One of the more interesting contributions on ethos came from a Grade 5 girl who was inspired to follow up our conversation with some reading of her own: she directed our thinking along different lines by speaking about the connections we could make between the concept of ethos and ideas of generosity and hospitality (closer, perhaps, to xenia, another Greek word that means both “hospitality” and “friendship”) – character traits that are important always, but which have particular significance in times of fear and mutual suspicion.

In the introduction to her translation of Homer’s Odyssey - the first by a woman - British classicist Emily Wilson tells us that, “Those who traveled to an unfamiliar land used the norms and expectations of xenia to form bonds with people who might otherwise have treated them as too ragged and dirty to deserve a welcome, or as too dangerous to accept into their home”.

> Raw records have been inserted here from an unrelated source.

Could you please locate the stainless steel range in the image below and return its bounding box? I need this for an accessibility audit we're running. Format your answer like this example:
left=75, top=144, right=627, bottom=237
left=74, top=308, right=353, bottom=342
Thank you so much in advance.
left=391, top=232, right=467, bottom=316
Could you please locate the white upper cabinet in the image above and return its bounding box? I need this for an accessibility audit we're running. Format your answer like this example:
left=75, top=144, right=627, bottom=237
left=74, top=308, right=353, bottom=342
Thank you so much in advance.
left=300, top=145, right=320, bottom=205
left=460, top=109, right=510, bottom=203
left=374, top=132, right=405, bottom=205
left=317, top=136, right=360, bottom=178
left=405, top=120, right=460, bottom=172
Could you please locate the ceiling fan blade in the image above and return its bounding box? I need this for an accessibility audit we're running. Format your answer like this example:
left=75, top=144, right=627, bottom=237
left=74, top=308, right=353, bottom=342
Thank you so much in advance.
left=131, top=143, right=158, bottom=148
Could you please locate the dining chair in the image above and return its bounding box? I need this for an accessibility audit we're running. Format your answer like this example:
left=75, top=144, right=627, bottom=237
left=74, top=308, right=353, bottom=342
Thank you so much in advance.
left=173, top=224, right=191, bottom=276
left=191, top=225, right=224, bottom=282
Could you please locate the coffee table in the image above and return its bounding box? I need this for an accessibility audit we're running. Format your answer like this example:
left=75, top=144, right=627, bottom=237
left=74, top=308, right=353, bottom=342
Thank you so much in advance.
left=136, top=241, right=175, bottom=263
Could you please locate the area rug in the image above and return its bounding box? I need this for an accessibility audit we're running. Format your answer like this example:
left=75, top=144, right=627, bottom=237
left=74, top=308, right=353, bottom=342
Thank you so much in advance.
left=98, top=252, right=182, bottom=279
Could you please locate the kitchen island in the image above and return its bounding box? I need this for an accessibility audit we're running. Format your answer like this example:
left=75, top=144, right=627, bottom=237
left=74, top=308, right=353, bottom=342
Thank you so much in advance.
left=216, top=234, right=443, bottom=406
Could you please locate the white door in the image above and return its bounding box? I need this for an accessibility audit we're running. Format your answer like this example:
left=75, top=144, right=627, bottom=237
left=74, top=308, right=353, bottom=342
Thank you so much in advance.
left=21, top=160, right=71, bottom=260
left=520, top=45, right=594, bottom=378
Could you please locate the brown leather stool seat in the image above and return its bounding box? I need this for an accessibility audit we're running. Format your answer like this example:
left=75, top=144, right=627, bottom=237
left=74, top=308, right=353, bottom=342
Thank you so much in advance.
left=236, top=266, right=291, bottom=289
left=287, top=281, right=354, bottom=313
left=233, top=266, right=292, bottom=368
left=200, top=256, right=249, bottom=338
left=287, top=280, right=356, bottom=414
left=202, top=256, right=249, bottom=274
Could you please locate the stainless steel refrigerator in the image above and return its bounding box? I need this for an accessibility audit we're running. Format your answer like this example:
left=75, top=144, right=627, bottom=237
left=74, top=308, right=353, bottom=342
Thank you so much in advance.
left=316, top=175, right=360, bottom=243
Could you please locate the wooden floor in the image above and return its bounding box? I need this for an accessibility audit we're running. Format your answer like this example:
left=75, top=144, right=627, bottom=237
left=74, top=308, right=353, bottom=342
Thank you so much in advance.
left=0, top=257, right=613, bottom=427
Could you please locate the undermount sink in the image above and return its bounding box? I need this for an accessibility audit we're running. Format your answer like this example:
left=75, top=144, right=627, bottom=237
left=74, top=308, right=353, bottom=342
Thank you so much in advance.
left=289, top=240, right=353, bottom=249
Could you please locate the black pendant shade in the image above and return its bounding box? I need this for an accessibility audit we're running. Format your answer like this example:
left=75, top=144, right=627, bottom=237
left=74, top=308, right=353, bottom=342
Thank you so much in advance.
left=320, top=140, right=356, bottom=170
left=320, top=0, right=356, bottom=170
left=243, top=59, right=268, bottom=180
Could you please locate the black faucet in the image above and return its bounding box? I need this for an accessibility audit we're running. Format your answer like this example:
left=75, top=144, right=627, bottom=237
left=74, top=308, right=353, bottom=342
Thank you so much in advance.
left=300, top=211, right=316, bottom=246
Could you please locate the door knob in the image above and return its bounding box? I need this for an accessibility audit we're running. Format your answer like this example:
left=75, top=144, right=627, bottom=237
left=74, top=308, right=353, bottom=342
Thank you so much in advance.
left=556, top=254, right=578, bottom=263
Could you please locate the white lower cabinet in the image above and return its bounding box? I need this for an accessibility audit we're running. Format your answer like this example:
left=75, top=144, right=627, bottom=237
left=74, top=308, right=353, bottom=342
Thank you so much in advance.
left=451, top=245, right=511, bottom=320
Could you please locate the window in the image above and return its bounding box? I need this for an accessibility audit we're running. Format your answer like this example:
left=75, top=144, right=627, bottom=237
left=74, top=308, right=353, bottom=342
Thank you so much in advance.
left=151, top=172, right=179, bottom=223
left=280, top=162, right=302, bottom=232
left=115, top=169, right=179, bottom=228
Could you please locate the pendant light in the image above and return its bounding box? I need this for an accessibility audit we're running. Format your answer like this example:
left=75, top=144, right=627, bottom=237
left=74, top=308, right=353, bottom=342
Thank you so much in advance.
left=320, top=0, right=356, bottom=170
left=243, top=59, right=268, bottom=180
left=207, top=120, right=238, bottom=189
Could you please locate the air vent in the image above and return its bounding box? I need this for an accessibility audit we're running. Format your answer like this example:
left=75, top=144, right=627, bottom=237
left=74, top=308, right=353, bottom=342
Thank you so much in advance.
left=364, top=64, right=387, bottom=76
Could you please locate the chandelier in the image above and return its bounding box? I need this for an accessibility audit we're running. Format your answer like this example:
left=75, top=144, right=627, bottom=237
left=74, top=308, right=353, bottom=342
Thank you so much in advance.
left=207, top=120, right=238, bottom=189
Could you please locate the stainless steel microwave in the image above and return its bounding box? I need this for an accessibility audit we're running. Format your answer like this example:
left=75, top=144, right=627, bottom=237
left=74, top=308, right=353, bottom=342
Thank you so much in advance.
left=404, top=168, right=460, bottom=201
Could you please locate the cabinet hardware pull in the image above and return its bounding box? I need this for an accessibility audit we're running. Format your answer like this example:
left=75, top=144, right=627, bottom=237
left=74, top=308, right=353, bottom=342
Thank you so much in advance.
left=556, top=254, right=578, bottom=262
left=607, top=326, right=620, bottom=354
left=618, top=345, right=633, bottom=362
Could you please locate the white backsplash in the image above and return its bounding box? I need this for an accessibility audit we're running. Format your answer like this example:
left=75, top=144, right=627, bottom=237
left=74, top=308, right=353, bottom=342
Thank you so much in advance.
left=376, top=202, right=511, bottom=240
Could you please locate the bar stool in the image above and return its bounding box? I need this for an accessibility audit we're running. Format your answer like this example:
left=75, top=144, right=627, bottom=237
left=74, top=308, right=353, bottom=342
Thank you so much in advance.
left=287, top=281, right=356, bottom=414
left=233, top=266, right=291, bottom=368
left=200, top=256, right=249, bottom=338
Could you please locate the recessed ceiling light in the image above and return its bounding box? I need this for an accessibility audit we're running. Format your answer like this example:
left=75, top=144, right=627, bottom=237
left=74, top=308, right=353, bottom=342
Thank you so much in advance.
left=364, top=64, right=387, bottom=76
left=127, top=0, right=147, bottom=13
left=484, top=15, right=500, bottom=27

I reflected that Wilson’s description could be applied to our own circumstances where the pandemic is understood as “an unfamiliar land” and we are all travellers, of one degree or another, in search of safety, expressed by the concept of “home.” Our bonds with each other – bonds which have strained and threatened to tear at times – have been fortified by our recourse to a common value system, an ethos characterised by the habit of friendship, good neighbourliness, and balanced judgement – what else but our own love, community, and integrity?

My best wishes to all our families as we embark on the August holiday: whatever the nature of your travels, and wherever they may take you, I hope you are met with hospitality and friendship in your time away from school, and that you return to us rested and restored.